Ages 12 to 70, in groups donning matching breeches, about 100 competitors mounted horses for the nine-mile Lyme Hunter Pace, a yearly event dating back more than three decades.
Hunter paces are typically easygoing competitions inspired by fox hunting over marked courses in groups of two or three aiming to complete a course – neither too fast nor too slow – in an ideal pre-determined pace time.
A pair of riders from Massachusetts told the CT Examiner that they compete in about five events a year, but that the Lyme Hunter Pace was well worth the two hour drive.
“It was more fun than the others,” the couple laughed. “Some nice views and a lot of good jumps, too.”
“We have 500 acres of trails, most of which are waterfront. Even the ones on the interior of the property are beautiful along the stone walls,” said Cheryl Heffernan, president of the Lyme Trail Association.
A soft sun rose over the field as faster, more experienced riders in the Hunter division set off. They trailed closely behind their partners over 25 jumps.
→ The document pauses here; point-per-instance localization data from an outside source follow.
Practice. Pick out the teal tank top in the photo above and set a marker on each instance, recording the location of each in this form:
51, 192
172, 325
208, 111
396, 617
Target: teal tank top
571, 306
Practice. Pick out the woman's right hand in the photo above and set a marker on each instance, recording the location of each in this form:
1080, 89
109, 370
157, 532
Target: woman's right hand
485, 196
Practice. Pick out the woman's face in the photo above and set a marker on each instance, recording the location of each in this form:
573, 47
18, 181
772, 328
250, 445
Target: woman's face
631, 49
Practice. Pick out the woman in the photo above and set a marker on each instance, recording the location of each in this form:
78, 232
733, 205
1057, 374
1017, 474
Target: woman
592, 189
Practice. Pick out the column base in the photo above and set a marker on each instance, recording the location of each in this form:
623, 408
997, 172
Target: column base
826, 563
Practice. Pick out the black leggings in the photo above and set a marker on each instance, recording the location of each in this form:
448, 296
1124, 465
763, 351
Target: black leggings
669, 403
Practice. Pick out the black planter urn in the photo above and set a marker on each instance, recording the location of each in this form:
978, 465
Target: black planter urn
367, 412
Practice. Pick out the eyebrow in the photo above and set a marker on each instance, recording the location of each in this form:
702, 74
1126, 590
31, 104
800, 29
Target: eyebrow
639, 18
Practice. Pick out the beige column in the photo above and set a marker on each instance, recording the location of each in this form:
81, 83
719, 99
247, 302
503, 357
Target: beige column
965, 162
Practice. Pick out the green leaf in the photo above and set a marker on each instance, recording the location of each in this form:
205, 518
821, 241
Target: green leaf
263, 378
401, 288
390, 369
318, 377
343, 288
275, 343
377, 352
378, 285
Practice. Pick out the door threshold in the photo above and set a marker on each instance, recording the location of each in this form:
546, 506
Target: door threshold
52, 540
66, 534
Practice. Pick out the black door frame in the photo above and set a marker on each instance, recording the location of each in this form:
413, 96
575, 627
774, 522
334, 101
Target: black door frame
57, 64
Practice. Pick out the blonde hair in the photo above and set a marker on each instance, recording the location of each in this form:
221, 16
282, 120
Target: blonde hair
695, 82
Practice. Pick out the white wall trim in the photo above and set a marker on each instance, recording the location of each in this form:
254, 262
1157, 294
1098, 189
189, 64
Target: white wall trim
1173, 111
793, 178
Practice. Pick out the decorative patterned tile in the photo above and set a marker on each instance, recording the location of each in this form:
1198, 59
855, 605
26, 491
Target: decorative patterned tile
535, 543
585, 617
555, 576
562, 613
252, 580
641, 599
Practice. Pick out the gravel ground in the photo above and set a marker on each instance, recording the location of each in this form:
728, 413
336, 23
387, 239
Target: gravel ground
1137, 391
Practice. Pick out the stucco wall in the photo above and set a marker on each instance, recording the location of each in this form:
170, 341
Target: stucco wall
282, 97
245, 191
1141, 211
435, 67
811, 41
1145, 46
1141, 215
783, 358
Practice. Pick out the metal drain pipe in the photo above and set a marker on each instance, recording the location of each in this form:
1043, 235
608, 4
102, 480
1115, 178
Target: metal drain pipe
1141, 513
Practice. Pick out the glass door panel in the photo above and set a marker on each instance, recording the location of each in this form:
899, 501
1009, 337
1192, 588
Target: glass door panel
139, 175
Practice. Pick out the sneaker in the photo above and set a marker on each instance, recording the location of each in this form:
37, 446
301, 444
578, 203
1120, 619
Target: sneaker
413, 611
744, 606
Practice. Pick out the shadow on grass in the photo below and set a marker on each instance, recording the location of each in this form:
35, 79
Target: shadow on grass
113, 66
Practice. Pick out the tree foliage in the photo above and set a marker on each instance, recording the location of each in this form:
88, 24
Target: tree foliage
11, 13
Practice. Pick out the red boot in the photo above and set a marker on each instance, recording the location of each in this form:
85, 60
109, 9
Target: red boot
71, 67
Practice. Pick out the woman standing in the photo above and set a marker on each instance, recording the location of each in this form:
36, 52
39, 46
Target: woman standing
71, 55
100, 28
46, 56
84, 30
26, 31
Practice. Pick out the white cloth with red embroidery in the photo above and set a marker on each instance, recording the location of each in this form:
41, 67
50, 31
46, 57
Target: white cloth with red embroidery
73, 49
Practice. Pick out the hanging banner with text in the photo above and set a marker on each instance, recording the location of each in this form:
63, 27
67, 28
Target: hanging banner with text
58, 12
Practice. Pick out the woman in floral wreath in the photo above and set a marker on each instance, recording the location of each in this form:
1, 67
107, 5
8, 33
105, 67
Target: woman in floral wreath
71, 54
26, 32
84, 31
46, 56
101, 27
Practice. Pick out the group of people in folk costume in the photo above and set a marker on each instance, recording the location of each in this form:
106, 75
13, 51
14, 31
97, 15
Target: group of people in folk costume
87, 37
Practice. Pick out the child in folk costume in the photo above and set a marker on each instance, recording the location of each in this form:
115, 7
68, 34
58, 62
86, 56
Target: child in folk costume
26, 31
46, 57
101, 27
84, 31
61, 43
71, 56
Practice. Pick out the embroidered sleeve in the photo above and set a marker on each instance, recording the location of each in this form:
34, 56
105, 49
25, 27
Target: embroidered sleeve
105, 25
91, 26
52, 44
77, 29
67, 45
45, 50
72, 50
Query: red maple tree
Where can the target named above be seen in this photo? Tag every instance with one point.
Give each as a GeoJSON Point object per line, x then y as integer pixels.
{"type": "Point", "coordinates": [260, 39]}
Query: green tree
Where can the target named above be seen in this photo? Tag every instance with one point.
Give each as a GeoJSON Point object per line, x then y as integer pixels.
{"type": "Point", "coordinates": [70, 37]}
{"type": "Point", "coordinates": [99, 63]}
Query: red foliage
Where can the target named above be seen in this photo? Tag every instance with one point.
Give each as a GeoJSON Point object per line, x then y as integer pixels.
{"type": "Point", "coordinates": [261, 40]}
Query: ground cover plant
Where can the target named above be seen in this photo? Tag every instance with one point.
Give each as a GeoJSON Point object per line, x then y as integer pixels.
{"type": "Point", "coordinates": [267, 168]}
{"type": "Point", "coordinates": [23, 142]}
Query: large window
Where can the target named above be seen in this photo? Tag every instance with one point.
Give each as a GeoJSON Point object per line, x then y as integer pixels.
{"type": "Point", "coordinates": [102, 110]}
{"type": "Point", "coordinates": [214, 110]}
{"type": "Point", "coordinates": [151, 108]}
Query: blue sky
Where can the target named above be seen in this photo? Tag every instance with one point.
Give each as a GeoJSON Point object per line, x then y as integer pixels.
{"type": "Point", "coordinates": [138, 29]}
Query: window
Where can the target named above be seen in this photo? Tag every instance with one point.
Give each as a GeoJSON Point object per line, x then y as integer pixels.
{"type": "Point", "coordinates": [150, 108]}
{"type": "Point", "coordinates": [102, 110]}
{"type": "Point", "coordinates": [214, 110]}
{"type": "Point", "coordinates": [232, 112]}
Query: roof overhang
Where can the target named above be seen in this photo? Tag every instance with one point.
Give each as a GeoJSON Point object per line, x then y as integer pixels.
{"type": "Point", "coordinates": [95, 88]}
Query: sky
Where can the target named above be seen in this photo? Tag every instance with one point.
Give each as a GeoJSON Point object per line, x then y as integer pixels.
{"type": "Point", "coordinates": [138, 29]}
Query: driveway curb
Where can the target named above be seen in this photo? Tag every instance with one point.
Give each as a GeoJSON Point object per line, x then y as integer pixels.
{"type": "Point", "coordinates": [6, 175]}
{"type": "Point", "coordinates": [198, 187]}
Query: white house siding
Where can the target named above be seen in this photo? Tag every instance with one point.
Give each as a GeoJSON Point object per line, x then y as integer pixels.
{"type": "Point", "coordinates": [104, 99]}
They would journey past Sally’s Field, Mack Creek and Upper Pond before arriving at the mid-way point, where four of 60 volunteers sat along the edge of Ely’s Ferry field for a three-minute halfway check. They handed out water to red-faced riders as horses helped themselves to grass.
“This is the best marked trail we’ve ever rode,” said one rider between sips. Her partner nodded in agreement.
At the finish, onlookers lined the stone walls, watching riders bring their horses to a stop. Groups high fived and celebrated times close to the 1 hour and 39 minute pace.
Madeline Hatt, Olivia Hatt and Callie Dufrene took the first place ribbon in the Hunter Division for Rock Hill Farm in East Lyme with a time just one minute and 44 seconds from the pace. Dufrene’s horse, Beatrice, also won the award for Best Conditioned Horse.